以前彼に言われた言葉を、今でもよく覚えている。
「この国に、いったい何人の行き倒れがいると思ってんだよ?それ全部に手を合わせるつもりか?」
最もだと思う。まるで焼け石に水じゃないかと思う時もある。

でも。
「何もしないよりはマシです、目の前の事を見てみぬ振りをするよりずっといい」
そう言うと、彼はその鋭い目でじっと僕を睨むみたいに見つめてきた。
「んなことして、辛くないのか?虚しく思わないのかよ?」
その時、彼は確かに僕のほうを見ていたけど、その目は何処が別の、遠くにある暗い世界を見ているみたいに見えた。
「辛いですよ。虚しいとも思います。でも、何もしなければ更に後悔まで抱くことになる。僕の腕はこんなに細いですから、そんなにたくさんのものは抱えられません。辛さと虚しさを抱えたら手一杯で、更に後悔なんか抱えられません。ですから、せめて後悔はしないように…出来ることをやりたいんです」
そう言うと、彼はじっとしばらくこちらを睨んでからハァッと息を吐いてからやっと表情を緩めた。そしてそれっきり、彼は何も言わなくなった。何も言わずに、黙って埋葬を手伝ってくれるようになった。


「そういえば、都に行ったら宿が決まってるって…寺にでも泊まるのか?まさか、お前んち、とかじゃねーよな?」
鴨川を渡った辺りで、ずっと気になっていたであろうに、まるで今思い付いたみたいに問い掛けてきた言葉に緩く首を振る。
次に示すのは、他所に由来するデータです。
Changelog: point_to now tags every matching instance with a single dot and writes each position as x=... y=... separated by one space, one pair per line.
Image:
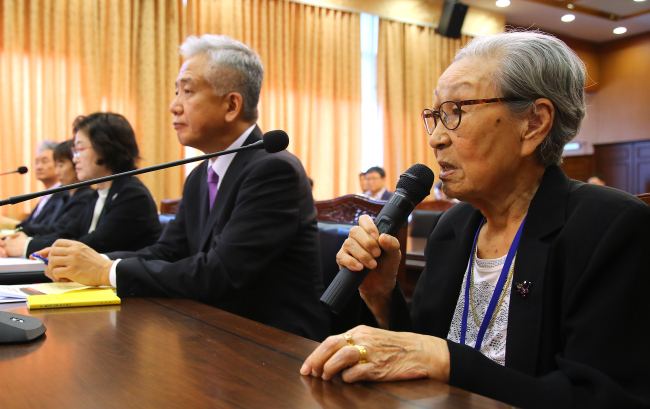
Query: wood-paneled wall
x=625 y=166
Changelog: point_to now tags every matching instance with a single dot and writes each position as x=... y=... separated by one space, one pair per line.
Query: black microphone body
x=274 y=141
x=22 y=170
x=392 y=217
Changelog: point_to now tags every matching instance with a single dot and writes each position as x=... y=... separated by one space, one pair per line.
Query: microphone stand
x=21 y=198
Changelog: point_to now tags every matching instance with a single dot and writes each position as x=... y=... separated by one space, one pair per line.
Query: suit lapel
x=204 y=200
x=234 y=170
x=546 y=215
x=113 y=193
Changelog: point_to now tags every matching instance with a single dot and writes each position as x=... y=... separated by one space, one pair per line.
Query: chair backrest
x=439 y=205
x=645 y=197
x=169 y=206
x=348 y=209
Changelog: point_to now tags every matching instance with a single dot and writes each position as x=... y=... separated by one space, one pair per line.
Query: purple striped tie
x=213 y=183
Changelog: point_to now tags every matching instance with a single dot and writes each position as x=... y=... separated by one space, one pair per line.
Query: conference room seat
x=335 y=219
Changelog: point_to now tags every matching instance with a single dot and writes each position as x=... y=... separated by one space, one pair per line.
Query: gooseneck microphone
x=22 y=170
x=413 y=186
x=272 y=142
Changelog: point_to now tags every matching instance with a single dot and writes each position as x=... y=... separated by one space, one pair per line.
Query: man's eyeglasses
x=450 y=112
x=77 y=151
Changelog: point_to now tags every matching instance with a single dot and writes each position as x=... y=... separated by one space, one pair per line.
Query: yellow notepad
x=80 y=298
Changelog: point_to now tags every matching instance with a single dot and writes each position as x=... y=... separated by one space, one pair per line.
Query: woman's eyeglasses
x=450 y=112
x=77 y=151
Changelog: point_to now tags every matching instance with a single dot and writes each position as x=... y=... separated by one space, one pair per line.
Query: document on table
x=19 y=293
x=15 y=264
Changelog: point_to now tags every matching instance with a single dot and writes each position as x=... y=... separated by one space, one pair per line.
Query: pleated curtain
x=64 y=58
x=410 y=59
x=312 y=79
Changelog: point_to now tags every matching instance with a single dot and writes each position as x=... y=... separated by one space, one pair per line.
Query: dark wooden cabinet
x=578 y=167
x=625 y=166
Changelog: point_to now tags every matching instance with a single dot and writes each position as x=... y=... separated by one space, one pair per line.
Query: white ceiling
x=532 y=14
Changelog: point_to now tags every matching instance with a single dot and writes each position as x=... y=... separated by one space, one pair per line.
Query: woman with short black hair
x=73 y=201
x=122 y=215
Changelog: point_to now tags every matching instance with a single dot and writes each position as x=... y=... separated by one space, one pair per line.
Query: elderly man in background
x=48 y=206
x=245 y=237
x=376 y=182
x=533 y=287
「僕が籍を置いているのは東国の寺ですし、僕の家は……京には、友人がいるんです。家が広いですから、1人や2人増えても何ともないんです。だから、京に滞在する時はいつもお世話になってるんです」
「黒子…?」
何気ない会話の流れで言い淀んでしまった。あきらかに不自然な話の逸らし方に、流石に気付かれてしまったらしい。こんなことで感情を揺らすなんて…僕はまだ未熟だ。
「そうだ、そのお屋敷には今、他にも居候がいるんです」
彼の声に答えず意図的に話を逸らすとさすがに顔を顰められてしまった。出会った時からつくづく思っているが、彼はなんて感情表現が素直なんだろうか。
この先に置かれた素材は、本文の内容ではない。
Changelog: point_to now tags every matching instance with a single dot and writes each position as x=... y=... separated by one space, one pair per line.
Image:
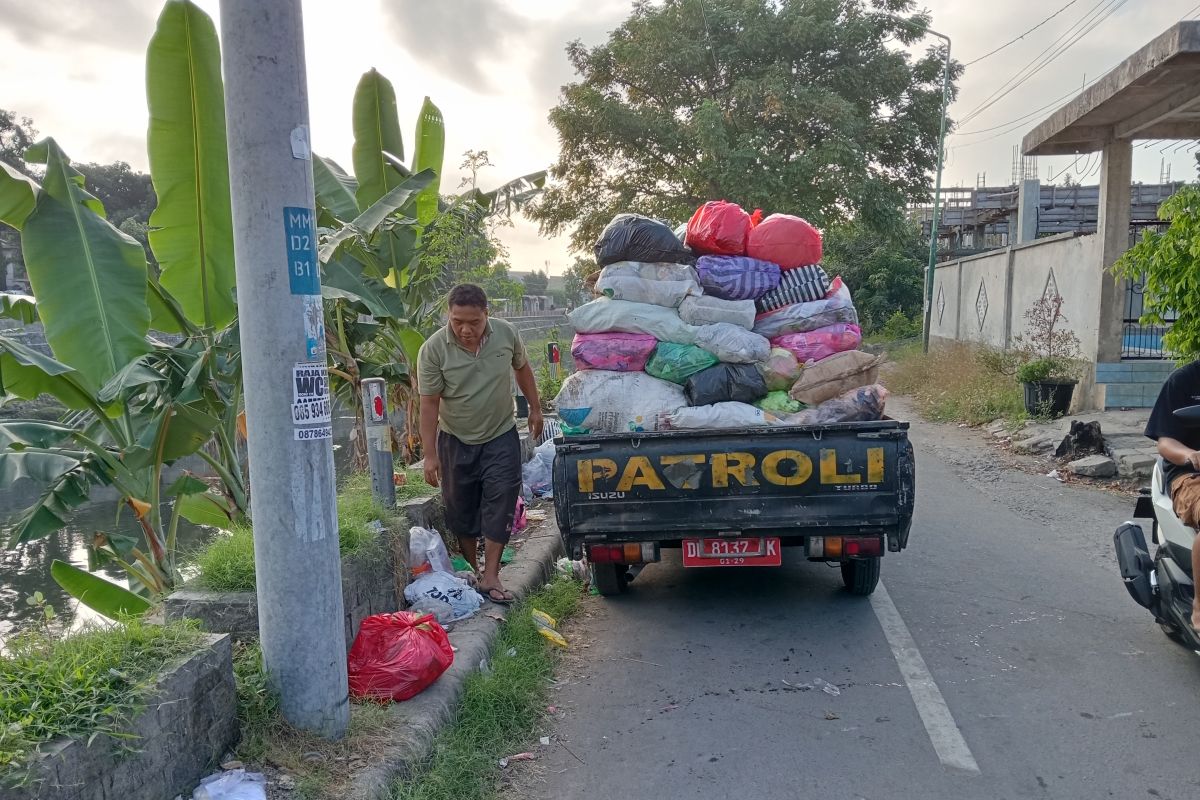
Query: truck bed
x=849 y=479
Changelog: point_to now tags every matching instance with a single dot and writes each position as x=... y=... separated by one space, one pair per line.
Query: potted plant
x=1051 y=372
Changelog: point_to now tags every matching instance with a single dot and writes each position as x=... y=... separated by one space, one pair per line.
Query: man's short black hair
x=468 y=294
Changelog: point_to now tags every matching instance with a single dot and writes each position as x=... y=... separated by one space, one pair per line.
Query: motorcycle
x=1163 y=584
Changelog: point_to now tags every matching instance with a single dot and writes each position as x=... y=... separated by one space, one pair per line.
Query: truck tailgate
x=778 y=480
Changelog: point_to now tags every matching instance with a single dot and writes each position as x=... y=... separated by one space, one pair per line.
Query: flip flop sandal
x=499 y=596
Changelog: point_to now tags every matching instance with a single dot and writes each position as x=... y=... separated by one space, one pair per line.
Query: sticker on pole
x=310 y=384
x=301 y=240
x=315 y=434
x=313 y=328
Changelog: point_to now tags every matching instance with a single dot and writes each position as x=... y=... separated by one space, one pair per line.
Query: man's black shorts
x=480 y=485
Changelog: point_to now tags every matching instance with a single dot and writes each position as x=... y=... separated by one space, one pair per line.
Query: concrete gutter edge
x=417 y=722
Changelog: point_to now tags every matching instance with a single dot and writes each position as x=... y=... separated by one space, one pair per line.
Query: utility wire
x=1093 y=18
x=1014 y=41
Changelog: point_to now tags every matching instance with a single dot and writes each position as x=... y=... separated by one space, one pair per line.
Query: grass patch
x=414 y=486
x=87 y=684
x=499 y=711
x=957 y=384
x=318 y=764
x=227 y=563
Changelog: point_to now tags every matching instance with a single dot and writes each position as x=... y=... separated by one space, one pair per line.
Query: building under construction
x=978 y=220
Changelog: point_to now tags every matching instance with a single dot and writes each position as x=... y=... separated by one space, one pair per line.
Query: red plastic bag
x=397 y=656
x=719 y=228
x=785 y=240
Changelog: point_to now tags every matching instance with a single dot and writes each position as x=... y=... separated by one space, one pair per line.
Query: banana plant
x=136 y=404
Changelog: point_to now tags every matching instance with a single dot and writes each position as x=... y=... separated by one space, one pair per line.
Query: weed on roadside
x=499 y=710
x=316 y=764
x=957 y=384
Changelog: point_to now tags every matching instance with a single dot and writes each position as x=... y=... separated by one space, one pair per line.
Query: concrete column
x=1029 y=198
x=1116 y=173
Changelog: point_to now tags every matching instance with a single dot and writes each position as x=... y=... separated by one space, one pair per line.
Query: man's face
x=468 y=323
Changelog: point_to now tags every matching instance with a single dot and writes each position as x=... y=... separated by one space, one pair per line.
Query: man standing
x=1180 y=447
x=468 y=427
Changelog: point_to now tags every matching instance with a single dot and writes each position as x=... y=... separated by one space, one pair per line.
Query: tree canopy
x=807 y=107
x=1165 y=262
x=537 y=283
x=885 y=275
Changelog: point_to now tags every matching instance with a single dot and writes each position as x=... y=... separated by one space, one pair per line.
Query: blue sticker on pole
x=301 y=238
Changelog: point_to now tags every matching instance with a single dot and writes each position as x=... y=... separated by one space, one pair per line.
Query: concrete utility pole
x=297 y=564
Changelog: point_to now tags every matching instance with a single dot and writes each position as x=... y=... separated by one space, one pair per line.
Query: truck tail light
x=837 y=547
x=863 y=546
x=628 y=553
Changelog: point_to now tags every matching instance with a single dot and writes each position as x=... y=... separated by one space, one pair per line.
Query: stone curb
x=417 y=722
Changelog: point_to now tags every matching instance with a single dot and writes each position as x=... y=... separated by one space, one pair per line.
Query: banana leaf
x=18 y=194
x=191 y=229
x=89 y=277
x=429 y=152
x=335 y=188
x=367 y=223
x=102 y=596
x=376 y=133
x=27 y=373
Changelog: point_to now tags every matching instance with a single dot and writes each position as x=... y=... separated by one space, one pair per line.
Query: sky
x=495 y=68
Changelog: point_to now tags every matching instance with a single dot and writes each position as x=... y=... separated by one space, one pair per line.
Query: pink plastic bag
x=612 y=352
x=821 y=343
x=719 y=228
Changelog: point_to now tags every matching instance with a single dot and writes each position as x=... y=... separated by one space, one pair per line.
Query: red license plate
x=732 y=552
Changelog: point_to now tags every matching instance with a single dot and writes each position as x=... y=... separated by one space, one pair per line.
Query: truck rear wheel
x=861 y=576
x=609 y=578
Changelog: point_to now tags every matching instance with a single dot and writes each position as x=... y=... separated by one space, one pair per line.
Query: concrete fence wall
x=983 y=299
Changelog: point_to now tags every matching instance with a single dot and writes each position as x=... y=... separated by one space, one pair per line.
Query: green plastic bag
x=780 y=403
x=678 y=362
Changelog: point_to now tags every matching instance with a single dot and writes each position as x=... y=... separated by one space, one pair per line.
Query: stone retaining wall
x=189 y=723
x=370 y=584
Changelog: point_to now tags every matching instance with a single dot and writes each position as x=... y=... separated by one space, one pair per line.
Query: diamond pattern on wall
x=1051 y=288
x=982 y=304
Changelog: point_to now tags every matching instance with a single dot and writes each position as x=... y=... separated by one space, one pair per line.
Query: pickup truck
x=733 y=498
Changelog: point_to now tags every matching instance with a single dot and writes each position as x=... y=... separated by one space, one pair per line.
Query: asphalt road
x=1054 y=683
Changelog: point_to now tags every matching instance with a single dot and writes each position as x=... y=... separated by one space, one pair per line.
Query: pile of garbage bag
x=725 y=322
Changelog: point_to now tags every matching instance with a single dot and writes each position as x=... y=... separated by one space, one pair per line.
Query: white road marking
x=943 y=732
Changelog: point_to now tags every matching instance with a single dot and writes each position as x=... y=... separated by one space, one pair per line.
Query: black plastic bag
x=726 y=382
x=634 y=238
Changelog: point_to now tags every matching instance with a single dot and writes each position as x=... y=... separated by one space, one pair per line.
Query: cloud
x=457 y=37
x=115 y=24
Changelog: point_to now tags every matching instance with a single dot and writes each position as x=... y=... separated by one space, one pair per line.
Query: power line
x=1023 y=35
x=1093 y=18
x=1020 y=119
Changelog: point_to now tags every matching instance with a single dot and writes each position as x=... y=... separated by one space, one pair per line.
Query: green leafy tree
x=1168 y=264
x=810 y=107
x=127 y=196
x=886 y=275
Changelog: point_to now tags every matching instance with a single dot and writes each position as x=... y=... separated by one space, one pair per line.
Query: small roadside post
x=553 y=358
x=379 y=459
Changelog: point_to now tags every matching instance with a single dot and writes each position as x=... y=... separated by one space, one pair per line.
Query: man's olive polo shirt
x=475 y=389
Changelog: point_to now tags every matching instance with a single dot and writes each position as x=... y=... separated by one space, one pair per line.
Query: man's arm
x=430 y=407
x=1179 y=453
x=528 y=385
「1人は僕が助けた人で、頼んで住まわせて貰っているんです。もう1人は、他の知り合いが預けたらしいんですけど…相当腕が立つらしいんです」
僕の言葉に、それまで不機嫌そうな怪訝そうな顔をしていたのに、一気にまとう空気がギラギラしたものに変わった。
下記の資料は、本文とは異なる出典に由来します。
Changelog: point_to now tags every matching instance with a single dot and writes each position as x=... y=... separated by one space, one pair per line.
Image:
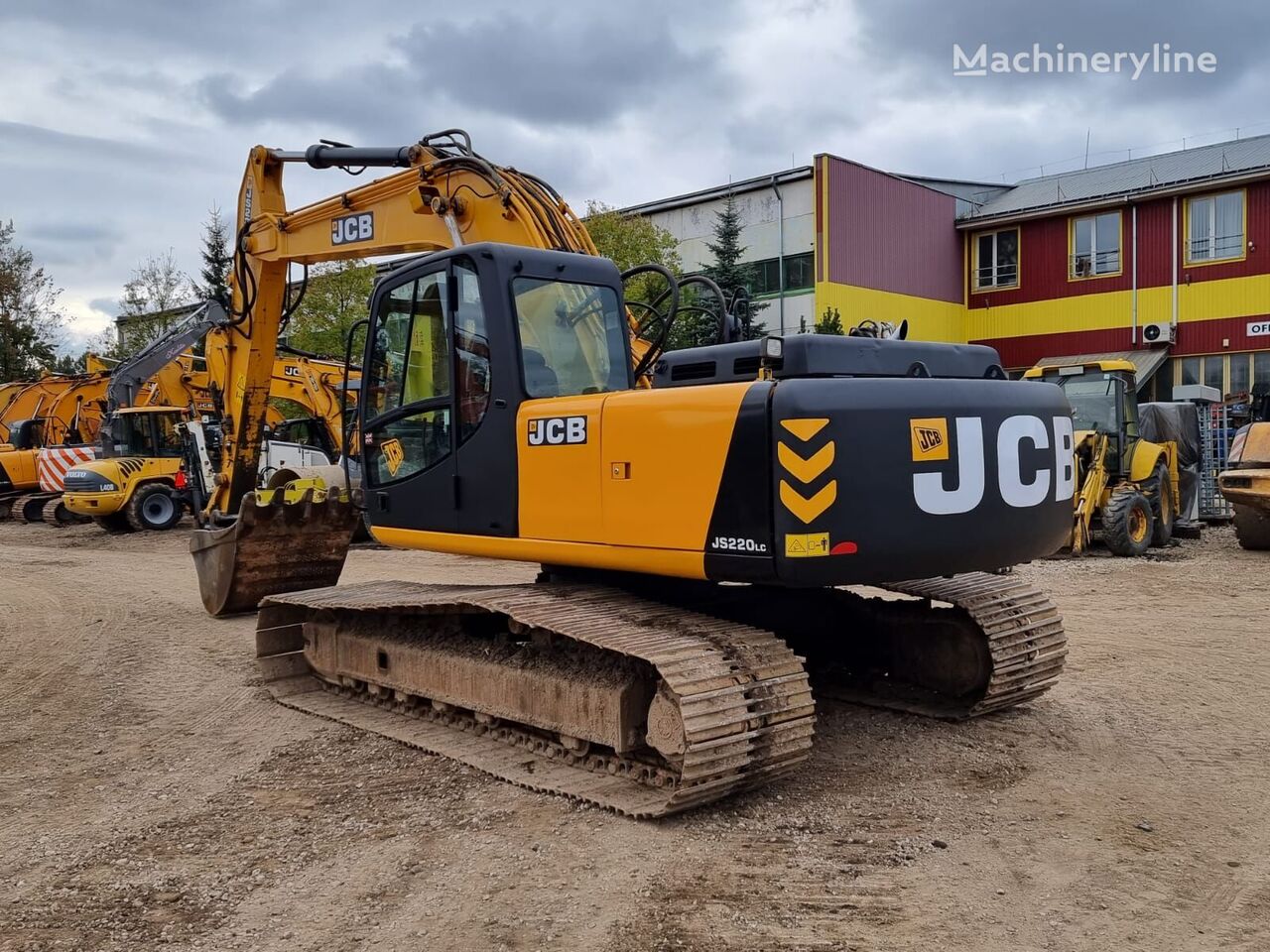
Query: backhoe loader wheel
x=1252 y=527
x=114 y=524
x=1128 y=522
x=153 y=507
x=1162 y=498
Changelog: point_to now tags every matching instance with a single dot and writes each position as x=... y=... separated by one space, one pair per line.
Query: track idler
x=272 y=548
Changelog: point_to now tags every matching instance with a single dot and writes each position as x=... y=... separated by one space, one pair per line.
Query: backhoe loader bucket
x=273 y=547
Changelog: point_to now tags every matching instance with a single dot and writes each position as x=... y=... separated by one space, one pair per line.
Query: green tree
x=631 y=240
x=151 y=302
x=31 y=325
x=830 y=322
x=730 y=273
x=216 y=261
x=334 y=301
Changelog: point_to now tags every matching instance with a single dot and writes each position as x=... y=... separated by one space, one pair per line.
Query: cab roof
x=1106 y=366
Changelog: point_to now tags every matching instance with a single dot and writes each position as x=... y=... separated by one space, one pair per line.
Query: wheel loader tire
x=1128 y=524
x=1162 y=499
x=153 y=507
x=1252 y=527
x=114 y=524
「僕は数回会っただけですが、確かに相当な剣の使い手と見ました。それに、そのお世話になるつもりの人もかなりの遣い手です」
「そいつらの、名前は?」
「僕の友人は赤司くん。僕が助けた人は黄瀬くん、そして…もう1人は青峰くんです」
「青峰…」
小さく呟いた彼の目はギラギラと野性の獣のように煌めいた。
「そんなに、楽しみですか?」
「ったりめーだ!俺は強ぇやつを全員ぶっ倒して、日本一になるんだからな!」
そこまで言うと立ち止まり、彼はその拳を空へと突き立てた。
「っしゃー!俄然燃えてきたぜ!黒子っ、さっさと行こうぜ!」
「あっ、待ってください!火神くんっ」
叫んだと思ったら大股で歩きだした彼を慌てて追いかけ、旅の埃に汚れた黒衣を翻した。




→室町パロ第5段です。
かがみんは日本一の剣志を目指す武士。
黒子っちは有髪のまま得徳して、仏の教えを広めるためだったり苦しむ人たちを救うために在野し旅を続ける僧にしました。色々考えましたが、黒子っちはやっぱりコレかなぁと思います。うん。